I recently had to solve a problem in which i had to find the inverse laplace transform of some function with a branch cut from - ∞ to 0, so i used a contour avoiding that branch cut like this

http://www.solitaryroad.com/c916/ole19.gif

my problem is as follows: i know the contributions from the integrals BDE and LNA are both zero, then the problem is to calculate the two integrals close to the real axis and the one along the small "circle", i calculated the ones next to the real axis already.
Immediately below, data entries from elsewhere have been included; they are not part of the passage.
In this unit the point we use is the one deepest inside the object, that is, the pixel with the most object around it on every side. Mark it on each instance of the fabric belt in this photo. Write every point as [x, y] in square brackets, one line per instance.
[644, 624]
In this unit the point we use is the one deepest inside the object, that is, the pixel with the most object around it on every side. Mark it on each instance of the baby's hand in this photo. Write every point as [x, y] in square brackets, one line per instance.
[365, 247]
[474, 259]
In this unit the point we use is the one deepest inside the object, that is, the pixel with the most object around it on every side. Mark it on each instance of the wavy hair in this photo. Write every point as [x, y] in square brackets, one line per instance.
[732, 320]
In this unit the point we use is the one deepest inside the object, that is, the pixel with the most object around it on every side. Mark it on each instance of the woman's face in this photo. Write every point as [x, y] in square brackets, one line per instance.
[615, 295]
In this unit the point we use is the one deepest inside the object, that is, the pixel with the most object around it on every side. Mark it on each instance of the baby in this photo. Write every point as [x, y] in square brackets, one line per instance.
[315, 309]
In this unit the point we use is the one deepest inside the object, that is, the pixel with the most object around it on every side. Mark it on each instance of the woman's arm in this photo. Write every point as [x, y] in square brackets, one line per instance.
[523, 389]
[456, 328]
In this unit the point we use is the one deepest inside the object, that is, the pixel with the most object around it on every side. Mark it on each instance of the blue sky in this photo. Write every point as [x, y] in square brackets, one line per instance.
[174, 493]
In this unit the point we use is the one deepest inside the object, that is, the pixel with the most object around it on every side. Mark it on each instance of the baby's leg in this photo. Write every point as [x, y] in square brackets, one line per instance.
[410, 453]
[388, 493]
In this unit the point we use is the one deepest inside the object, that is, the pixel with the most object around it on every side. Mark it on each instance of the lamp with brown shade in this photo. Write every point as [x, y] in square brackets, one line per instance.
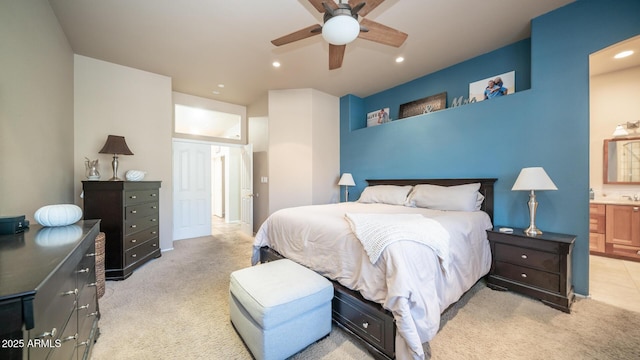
[117, 146]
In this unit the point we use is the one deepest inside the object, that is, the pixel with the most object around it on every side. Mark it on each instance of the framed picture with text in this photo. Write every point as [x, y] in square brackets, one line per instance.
[423, 106]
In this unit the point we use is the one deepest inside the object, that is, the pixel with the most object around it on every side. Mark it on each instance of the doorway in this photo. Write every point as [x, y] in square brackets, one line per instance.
[208, 183]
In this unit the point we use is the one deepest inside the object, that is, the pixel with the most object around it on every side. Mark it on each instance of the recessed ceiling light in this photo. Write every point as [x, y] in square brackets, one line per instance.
[623, 54]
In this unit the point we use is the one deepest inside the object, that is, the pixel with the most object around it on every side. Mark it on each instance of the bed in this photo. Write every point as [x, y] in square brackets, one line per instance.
[390, 294]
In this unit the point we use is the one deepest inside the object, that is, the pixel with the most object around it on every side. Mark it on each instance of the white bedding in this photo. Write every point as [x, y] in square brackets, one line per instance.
[407, 279]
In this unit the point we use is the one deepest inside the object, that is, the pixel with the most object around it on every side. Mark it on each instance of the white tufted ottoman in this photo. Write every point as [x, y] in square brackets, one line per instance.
[279, 308]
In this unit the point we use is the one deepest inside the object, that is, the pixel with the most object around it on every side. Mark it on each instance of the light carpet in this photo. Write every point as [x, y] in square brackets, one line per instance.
[176, 307]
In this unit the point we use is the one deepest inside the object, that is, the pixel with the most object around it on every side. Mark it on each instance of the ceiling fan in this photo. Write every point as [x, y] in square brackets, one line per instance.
[341, 26]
But i was wondering if for the one along the circle i can use the residue theorem and consider s = 0 as a pole, and thinking about the circle as if it was closed, as the lines next to the real axis are infinitely close to it, therefore "closing" the circle path, and also as the radius of the circle becomes infinitely small it would only contain the point s = 0 inside, in a polelike fashion.
I know I'm far from being mathematically rigid, but i did the calculations for two problems of the kind considering s = 0 as a pole for that particular integral and i got the right result on both.

 

[RedSonja]

I'm just learning this stuff myself, but I think residues are wrong, since the closed contour is the full contour and the small circle is open, and coming from above and below does not necessarily lead you to the same point, since the function may be multivalued. I believe you need to do the integral as

\begin{equation}
\int_{-\pi+\eta}^{\pi-\eta} f(\theta) d\theta
\end{equation}

with z=\epsilon e^{i\theta} and \eta, \epsilon → 0. Probably it is possible from your problem to estimate the upper limit for the size of this integral, and I think that for Mellin transform problems this integral is always zero?